Alix Dobkin fotografada por Liza Cowan em 1975, com a camiseta original, e em 2015, com a camiseta de Berks

 É muito melhor saber que o slogan não foi criado por uma corporação tentando vender empoderamento feminino, mas sim por um movimento feminista da década de 70. Mas a falta de conhecimento da história por trás do slogan pode nos fazer pensar que uma camiseta tem o fim em si mesmo, quando, na verdade, ela faz (e sempre deve fazer) parte de um conjunto de ações sendo tomadas para que as questões das mulheres avancem nos campos sociais e políticos. Ao entender melhor a história dessa camiseta em específico, fica fácil entender porque Berks, Delevingne e Clark a adotaram para si. Mas o ponto principal da questão – visibilidade e respeito lésbico – pode se perder no meio da febre.

E, em se tratando de moda, precisamos não só ser cautelosas como também pensar duas vezes sobre para onde nossas celebrações e questões importantes estão sendo levadas. A moda é famosa por transformar questões sociais em tendências de estilo bastante passageiras, ao mesmo tempo que torna questões amargas em palatáveis ao se desfazer de toda sua carga política sem tomar qualquer tipo de responsabilidade de mudança para si.
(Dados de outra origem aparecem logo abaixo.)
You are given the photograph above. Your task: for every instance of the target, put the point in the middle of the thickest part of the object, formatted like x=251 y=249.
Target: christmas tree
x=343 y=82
Não precisamos pensar muito para lembrar de exemplos recentes de como a moda tem falhado nesse campo ao continuamente explorar pessoas, majoritariamente mulheres, em países em desenvolvimento, o meio-ambiente e os animais para lucrar, lucrar e lucrar. Além de estimular a competição feminina e o acúmulo de riqueza.
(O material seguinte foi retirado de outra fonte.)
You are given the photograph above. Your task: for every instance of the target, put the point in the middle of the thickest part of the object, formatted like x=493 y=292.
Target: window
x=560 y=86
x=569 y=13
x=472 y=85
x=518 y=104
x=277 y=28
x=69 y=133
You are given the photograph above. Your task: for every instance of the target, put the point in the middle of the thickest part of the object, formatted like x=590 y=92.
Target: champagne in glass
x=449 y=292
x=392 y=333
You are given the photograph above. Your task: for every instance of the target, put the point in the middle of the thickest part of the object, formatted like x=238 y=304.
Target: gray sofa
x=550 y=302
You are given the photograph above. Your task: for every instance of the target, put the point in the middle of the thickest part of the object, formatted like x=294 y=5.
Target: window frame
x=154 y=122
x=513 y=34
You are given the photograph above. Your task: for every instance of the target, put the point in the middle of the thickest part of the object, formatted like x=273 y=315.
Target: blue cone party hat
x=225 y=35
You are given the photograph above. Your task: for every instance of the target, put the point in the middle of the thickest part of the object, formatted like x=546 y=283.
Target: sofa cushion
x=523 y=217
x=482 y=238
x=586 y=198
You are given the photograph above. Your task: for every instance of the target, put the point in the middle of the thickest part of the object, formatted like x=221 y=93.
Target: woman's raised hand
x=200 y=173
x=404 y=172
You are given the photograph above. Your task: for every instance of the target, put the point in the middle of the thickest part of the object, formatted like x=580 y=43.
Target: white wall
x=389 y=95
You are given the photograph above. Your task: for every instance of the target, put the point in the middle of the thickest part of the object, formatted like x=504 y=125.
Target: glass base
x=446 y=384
É por isso que a união de moda e política sempre me traz questionamentos. Moda tem uma capacidade inimaginável de transformação da sociedade por meio da criatividade, mas ela está há muito tempo a serviço do capitalismo para mudar qualquer coisa de cima para baixo agora, além de ser uma das principais formas de co-optação vazia de movimentos políticos e transformação de discursos em commodities.

A camiseta de 550 euros da Dior “devemos todas ser feministas” é um ótimo exemplo de como a moda transforma discurso em commodities sem realmente promover nenhuma mudança

 Eu não sei vocês, mas eu definitivamente não quero o futuro feminino que a moda está nos vendendo: onde algumas mulheres carregando peles de animais mortos sobre o corpo seja sinônimo de sucesso, menos ainda onde camisetas com slogans aparentemente positivos custam 550 euros e são produzidas sob circunstâncias de vulnerabilidade por outras mulheres. Estou ainda menos interessada em um futuro onde a moda continue centralizada e os homens continuem tendo mais espaço para fazer suas declarações enquanto as mulheres aparecem, em forma de modelos, como seus acessórios.

Do lado de cá, acredito que a mudança virá da base e de uma descentralização do poder, e por mais que grandes designers estejam tentando fazer o seu melhor, eles ainda estão a serviço de marcas controladas por grandes grupos cujo maior propósito é continuar acumulando dinheiro. Como Angela Davis e Nancy Fraser colocaram em sua carta convocatória para a greve mundial das mulheres do dia 08 de março, está na hora de “construir […] um feminismo para os 99% […] um feminismo solidário com as trabalhadoras, suas famílias e aliados em todo o mundo” – e não me parece que a grande indústria da moda está realmente disposta a construir nada além de um belo e vendável discurso.